According to Ahmed Al-Hadad, a Dubai mufti (a jurist who interprets Muslim law) and lawgiver, internet chat rooms are prohibited because they lead to immoral deeds. Speaking to, he said chat rooms are similar to prohibited places of privacy where people go to do that which is prohibited. Added to that, he says, it wastes time.

Islam protects the soul and body, prohibiting anything that may corrupt them; however, Muslims living in this “bad nest” are wasting their time, money and youth, Al-Hadad asserts.

However, Abdulaziz Atiq, assistant director of the Cultural Center for Foreigners' Call, notes, “We use chat rooms at the center to introduce Islam and many people get to know about it this way.”

As an example, Umm Mohammed, a student at the center, recalls, “Almost five years ago, I met a woman at the Cultural Center who had learned about Islam via chatting and subsequently, came to Yemen to convert and study it.”

Abdullah Al-Hashidi, professor of the Hadith at Iman University, says, “Based on the fiqh (understanding, especially of jurisprudence) principle 'al-wasaa'ilu lahaa ahkaamul-maqaasid' ('the means take on the same ruling as their aims') which the lawgiver has permitted and allowed, whenever something leads to that which is good, it is lawful. But at other times, when they lead to that which is evil, they are added to those matters that are prohibited.”

However, Atiq points out, “The problem is not the glass, but rather, the user of the glass.”

Al-Hashidi agrees, commenting, “Chat rooms, the internet and television are simply tools with two sides – good and bad. We are to avoid the bad and enjoy the good.”

According to Huda Ahmed, an Islamic law student at Sharqeen Mosque, prohibitions are to save the soul and the mind of Muslims, but many become angry upon hearing that something is banned.

In his book, “Islam Between East and West,” the great Bosnian Muslim intellectual Alija Ali Izetbegovic writes: “Morality was born out of prohibition and has remained so until today. Prohibition is religious in nature and origin. Of the Ten Commandments, eight are prohibitions. Morality is always a restrictive or prohibitive principle opposing animal instincts in human nature.”

Therefore, according to Ahmed, the purpose is not to prevent enjoyment, but rather to protect the purity of the heart and the house of faith.

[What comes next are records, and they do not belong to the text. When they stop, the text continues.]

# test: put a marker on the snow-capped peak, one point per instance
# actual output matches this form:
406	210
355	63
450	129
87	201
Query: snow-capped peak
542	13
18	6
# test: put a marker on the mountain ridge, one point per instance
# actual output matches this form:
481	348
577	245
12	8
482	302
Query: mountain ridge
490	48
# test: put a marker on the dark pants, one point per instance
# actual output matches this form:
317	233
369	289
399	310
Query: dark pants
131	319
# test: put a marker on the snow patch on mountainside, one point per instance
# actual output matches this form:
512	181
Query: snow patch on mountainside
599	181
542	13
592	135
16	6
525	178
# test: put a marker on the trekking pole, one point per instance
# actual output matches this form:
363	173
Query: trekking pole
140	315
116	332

“The importance of man's deeds rests in their effect upon the heart. Deeds are a building whose foundation is faith,” she says.

Ibn Al-Qayyim, one of the Islamic scholars, said that whoever wants his building to be tall, must consolidate its foundation and take great care of it, because it is according to the foundation that his building can reach the highest height and stand firm.

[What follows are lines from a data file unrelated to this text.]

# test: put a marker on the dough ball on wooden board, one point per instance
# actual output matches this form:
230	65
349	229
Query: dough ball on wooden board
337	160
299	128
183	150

Therefore, Ahmed explains, deeds are considered like a building whose foundation is faith. If the foundation is firm, it will be able to hold the building and have more added to it. Likewise, if any part of the building is destroyed, it will be easy to repair.

However, if the foundation is not firm enough, the building won't be constructed properly or strongly and it will be unstable. If any part of the foundation is destroyed, the building either will collapse or won't stand long before it is destroyed.

Muslims should respect both sides, as certain rulings (fatawa) fit a particular country and need to be applied, but not in another. Understanding the Usool Al-Fiqh (the fundamental principles of Fiqh) principle causes man to understand the comprehensive evidence scholars use from the Qur'an and the Sunnah, said Ahmed.

Ahmed further explains that there are five ahkaam (rulings) upon which fiqh revolve: Waajib (obligation) is that for which the doer is rewarded, while the one who neglects to do it is punished. Haraam (prohibition) is the opposite of an obligation.

Masnoon (recommended) is that for which the doer is rewarded, while the one who neglects to do it is not punished. Makrooh (detested) is the opposite of a recommendation. Lastly, Mubaah (permissible) is where both its doing and its neglect are equivalent.

These five rulings differ widely according to their state, level and effect. Thus, whatever is pure or of overwhelming benefit, the shaari' (lawgiver) commands its performance by either an obligation or a recommendation. Likewise, whatever is pure or of overwhelming harm, the lawgiver ceases its doing with either an absolute prohibition or a dislike.